I don't think error handling should be in the example if it obscures the logic. But some error handling is just the idiom of doing some things, and in theese case include it.
Also if pointing out that error handling needs to be added. For the love of deity also point out what errors needs to be handled.
This is the most frustrating part of reading some examples. If you don't know what you are doing (which we have to assume of the reader of the example...) you don't know what errors to look for either. Which turns the "add error handling" suggestion into "this example is useless".
One approach I've seen, notably in Advanced Programming in the UNIX Environment and UNIX Network Programming is to wrap calls with error checking code and then use the wrappers in the example code.

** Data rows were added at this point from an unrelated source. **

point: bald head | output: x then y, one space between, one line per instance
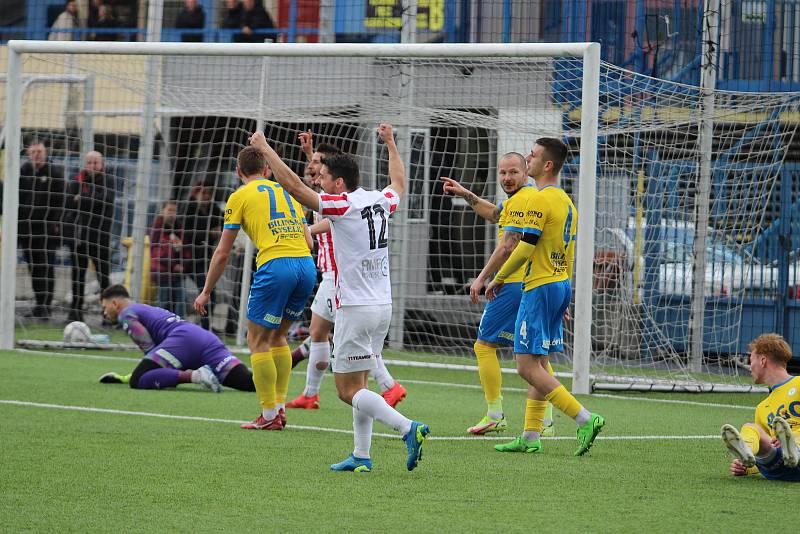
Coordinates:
93 161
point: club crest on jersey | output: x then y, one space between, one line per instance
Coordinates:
786 412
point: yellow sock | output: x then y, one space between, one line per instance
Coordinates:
283 367
534 415
548 414
264 376
564 401
489 372
751 437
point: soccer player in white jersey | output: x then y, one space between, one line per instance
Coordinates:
359 222
323 307
497 322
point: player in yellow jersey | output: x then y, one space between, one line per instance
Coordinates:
547 250
497 322
282 283
769 445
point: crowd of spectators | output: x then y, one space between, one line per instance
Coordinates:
77 212
249 17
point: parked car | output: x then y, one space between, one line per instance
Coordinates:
727 271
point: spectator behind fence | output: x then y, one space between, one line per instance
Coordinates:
167 256
233 15
254 18
105 20
93 13
41 209
191 16
202 227
90 197
67 20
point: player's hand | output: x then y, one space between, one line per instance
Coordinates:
200 303
737 468
493 289
475 289
452 187
385 132
306 143
259 141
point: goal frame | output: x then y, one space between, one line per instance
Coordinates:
588 52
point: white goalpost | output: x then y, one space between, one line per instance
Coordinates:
668 217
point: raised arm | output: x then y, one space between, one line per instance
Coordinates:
322 227
215 269
482 207
397 171
307 144
284 175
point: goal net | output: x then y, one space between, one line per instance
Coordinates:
168 121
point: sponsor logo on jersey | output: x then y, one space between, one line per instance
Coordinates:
375 268
357 358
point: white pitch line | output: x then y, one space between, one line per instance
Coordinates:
77 356
91 409
675 401
423 382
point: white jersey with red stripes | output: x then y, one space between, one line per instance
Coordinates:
325 259
360 228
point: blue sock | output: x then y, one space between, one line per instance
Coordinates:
159 379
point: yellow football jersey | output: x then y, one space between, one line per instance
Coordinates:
551 215
512 217
783 400
272 219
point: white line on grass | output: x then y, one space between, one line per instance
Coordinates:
423 382
92 409
675 401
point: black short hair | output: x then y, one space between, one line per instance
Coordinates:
328 149
555 150
115 291
344 166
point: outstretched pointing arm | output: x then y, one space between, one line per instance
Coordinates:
397 171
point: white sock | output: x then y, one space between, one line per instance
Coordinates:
583 417
373 405
530 435
320 352
382 375
362 433
304 347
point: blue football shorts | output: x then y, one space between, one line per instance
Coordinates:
281 288
539 329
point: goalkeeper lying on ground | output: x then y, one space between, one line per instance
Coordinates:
769 445
176 351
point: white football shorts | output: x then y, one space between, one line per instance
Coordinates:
359 336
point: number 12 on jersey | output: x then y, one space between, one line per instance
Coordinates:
368 214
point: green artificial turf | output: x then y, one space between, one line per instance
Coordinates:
72 470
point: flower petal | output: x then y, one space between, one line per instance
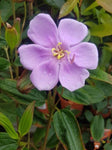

For instance:
ssiz_t Recv(...)
{
ssize_t result;
result = recv(...);
/* error checking in full */
}
then, in calling code:
Recv(...);
That way you get to show error handling while allowing the flow of calling code to be clear and concise.
No, unless the purpose of the example is to demonstrate an aspect of exception handling. This is a pet peeve of mine -- many examples try to demonstrate best practices and end up obscuring and complicating the example. I see this all the time in code examples that start by defining a bunch of interfaces and inheritance chains that aren't necessary for the example. A prime example of over complicating was a hands-on lab I did at TechEd last year. The lab was on Linq, but the sample code I was directed to write created a multi-tier application for no purpose.
Examples should start with the simplest possible code that demonstrates the point, then progress into real-world usage and best practices.
As an aside, when I've asked for code samples from job candidates almost all of them are careful to demonstrate their knowledge of exception handling:
public void DoSomethingCool()
{
try
{
// do something cool
}
catch (Exception ex)
{
throw ex;
}
}
I've received hundreds of lines of code with every method like this. I've started to award bonus points for those that use throw; instead of throw ex;
Sample code need not include error handling but it should otherwise demonstrate proper secure coding techniques. Many web code snippets violate the OWASP Top ten.